During the Field School, students worked just as archaeologists did last summer, identifying five-foot by five-foot squares of land as they dug to uncover material history from the site. Part of their work included digging at the Fort Mercer trench on a bluff along the Delaware River, as well as analyzing historical maps,  photos, and historical documents.

“This is an active excavation site,” Catts told the students, who also tried their hands at ground penetrating radar and metal detection to identify anomalies underground. “It’s a fragile landscape and a cultural landscape.”

“It’s an incredible space,” Janofsky added.

Good stewards

As they dug, students measured and marked quadrants with string, using long nails as stakes, and filling out detailed level reports. Any item found was bagged and catalogued.

“You have to be nimble and limber in the field of public history,” Janofsky said.

Goodman learned that quickly, noting that the work required a genuine esprit de corps she enjoyed, even while the group dodged spiders, ticks…and the occasional garter snake.

“It’s a great deal of teamwork,” she said. “It’s really cool to be exposed to that type of camaraderie.”

Janofsky emphasized that the students had a responsibility to be good stewards of the battlefield and its story. That’s why interaction with the public was an important part of the course, she said. The class was challenged to consider the battle by those who fought in it, as well as the legacy of the conflict in the present day, Janofsky noted.

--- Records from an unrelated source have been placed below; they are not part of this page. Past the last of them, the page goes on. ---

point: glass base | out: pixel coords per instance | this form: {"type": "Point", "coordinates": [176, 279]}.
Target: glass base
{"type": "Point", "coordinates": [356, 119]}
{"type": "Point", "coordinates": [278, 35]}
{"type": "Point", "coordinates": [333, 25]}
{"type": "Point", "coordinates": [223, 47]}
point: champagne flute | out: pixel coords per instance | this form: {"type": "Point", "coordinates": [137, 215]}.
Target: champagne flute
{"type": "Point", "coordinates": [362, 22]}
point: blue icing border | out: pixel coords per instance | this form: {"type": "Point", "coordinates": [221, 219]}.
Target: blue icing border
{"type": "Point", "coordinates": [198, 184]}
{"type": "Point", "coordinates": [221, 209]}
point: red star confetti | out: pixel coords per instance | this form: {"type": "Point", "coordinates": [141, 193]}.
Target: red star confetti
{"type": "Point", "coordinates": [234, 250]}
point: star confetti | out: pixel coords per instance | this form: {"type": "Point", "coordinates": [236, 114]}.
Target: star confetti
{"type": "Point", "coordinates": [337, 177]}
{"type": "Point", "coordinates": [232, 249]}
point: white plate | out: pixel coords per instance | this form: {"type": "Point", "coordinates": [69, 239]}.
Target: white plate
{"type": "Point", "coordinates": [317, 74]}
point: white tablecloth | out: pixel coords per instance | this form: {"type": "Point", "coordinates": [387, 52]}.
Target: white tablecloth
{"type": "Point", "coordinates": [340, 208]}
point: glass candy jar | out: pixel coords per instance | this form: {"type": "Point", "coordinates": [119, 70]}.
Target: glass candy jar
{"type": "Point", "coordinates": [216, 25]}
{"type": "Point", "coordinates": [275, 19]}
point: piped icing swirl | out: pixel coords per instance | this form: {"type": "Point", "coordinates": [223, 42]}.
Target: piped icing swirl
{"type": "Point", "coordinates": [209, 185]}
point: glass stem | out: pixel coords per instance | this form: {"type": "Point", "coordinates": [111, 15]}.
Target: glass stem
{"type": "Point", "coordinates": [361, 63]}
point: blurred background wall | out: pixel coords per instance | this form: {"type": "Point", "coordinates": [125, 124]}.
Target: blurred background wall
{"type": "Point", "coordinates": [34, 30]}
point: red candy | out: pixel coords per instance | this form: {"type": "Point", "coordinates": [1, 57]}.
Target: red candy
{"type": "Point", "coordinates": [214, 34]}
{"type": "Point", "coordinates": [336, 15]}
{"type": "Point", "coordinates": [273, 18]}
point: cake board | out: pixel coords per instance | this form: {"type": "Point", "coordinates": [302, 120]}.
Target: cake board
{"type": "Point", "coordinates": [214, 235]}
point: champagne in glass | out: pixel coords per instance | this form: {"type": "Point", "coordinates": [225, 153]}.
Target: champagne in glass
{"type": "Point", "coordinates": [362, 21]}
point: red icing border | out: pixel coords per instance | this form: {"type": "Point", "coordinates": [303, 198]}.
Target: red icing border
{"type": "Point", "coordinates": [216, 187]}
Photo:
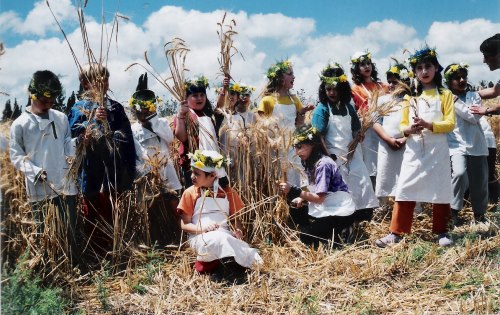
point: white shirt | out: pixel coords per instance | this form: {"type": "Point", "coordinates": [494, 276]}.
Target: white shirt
{"type": "Point", "coordinates": [38, 144]}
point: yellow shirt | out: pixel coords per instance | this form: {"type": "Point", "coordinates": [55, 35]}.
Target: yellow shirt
{"type": "Point", "coordinates": [267, 103]}
{"type": "Point", "coordinates": [447, 124]}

Last month, some students also worked at a dig at the park with veterans involved with the group Eternal Soldier. Red Bank hosts 200,000 visitors each year, according to Janofsky.

“It’s imperative that we speak with the public,” Janofsky told the students. “When you do, you are representing both Rowan University and Red Bank Battlefield Park. We have very high standards.”

The responsibility to tell the park’s story with honesty and reverence wasn’t lost on Wishnick. A rising sophomore history major, he volunteered at two public dig days, even donning vintage colonial garb that belonged to his great grandfather, a historical reenactor. The clothing fit perfectly.

“I’m trying to keep his legacy alive and to keep a love and passion for history in our family,” said Wishnick. “I feel like there’s a responsibility in education. I’ve learned how to interact with the public and how to talk about unfortunate parts of history.

“There’s been a lot of whitewashing of history, a lot of erasing of Native American and Black culture. Bringing their culture back to the public is what we do here.”

A lot more than facts

At a public dig, senior anthropology major Julie Foy, a student in the John H. Martinson Honors College, dug with precision along the trench while A.J. Kelley, a student at Gateway High School, sifted the soil she uncovered.

“It’s an honor to be out here,” Kelley said. “It’s tough work, but it’s fun. I love it.”

The course demonstrated that history is about a lot more than facts. Bailey Figueroa, who transferred to the University from Rowan College of South Jersey this summer, got that message loud and clear.

An intern at Red Bank, Figueroa initially thought the course would be heavy on theory and lecture.

“But here I am…digging in a battlefield,” he said with a grin.